O poeta proibido
1. Mal deixara o seminário, comprei um dos livros de poesia que o claustro me proibira ler. Ouvia falar no poeta Augusto dos Anjos, mas o padre reitor vetava a leitura dos seus versos. E mais do que isso, condenava o vate!
Inconformado, eu me perguntava se somente ele podia ler e se o livro condenado constava do Index Librorum Prohibitorum.
2. O veto, como não podia deixar de ser, aguçava a minha curiosidade. Mas faltava-me coragem para romper com a proibição, que considerava estranha e arbitrária.
Tinha, assim, que me contentar com os versos inocentes de Casimiro de Abreu, Fagundes Varela e alguns de Castro Alves, "Vozes d'África", por exemplo.
3. Colegas mais ousados, enfrentado a censura imposta pelo seminário, liam, por debaixo dos panos, Augusto dos Anjos.
Alguns sabiam de cor os sonetos do poeta proibido. Esquecidos da proibição, chegavam a declamá-los na hora do recreio ou em bate-papos fechados.
4. Certa feita, um deles provocou a maior confusão quando, lá pras tantas, recitou, alto e bom som, estes versos do Augusto: "Falas de amor, e eu ouço tudo e calo/ O amor na Humanidade é uma mentira." Não faltou quem o chamasse de herege! E segundos alguns censores, ele esquecera de que "Deus é amor".

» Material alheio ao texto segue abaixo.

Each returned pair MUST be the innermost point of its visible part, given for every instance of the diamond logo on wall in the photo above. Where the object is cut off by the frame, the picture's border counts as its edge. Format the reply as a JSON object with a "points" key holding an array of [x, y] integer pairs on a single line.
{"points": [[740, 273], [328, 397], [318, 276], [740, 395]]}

5. Quase num único fôlego eu li "EU", o polêmico livro de Augusto dos Anjos comemorando, agora, seu centenário. Augusto de Carvalho Rodrigues dos Anjos é do nordeste brasileiro. Nasceu no dia 20 de abril de 1884, no engenho Pau d´arco, na valorosa Paraíba. Morreu no dia 12 de novembro de 1914, na cidade mineira de Leopoldina.
6. Disse e repito: a gente homenageia um poeta transcrevendo, divulgando e recitando os seus versos. Faço isso a seguir, e o caro leitor já adivinhou qual o soneto do Augusto dos Anjos passo a transcrever.
"Versos íntimos" - senão o melhor de todos pelo menos o mais conhecido do extraordinário vate paraibano.
"Vês! Ninguém assistiu ao formidável/Enterro de tua última quimera./Somente a ingratidão - esta pantera -/Foi tua companheira inseparável! = Acostuma-te à lama que te espera! /O Homem, que, nesta terra miserável, /Mora, entre feras, sente inevitável/ Necessidade de também ser fera. = Toma um fósforo. Acende teu cigarro!/ O beijo, amigo, é a véspera do escarro,/ A mão que afaga e a mesma que apedreja. = Se a alguém causa inda pena a tua chaga, /Apedreja essa mão vil que te afaga,/ Escarra nessa boca que te beija!"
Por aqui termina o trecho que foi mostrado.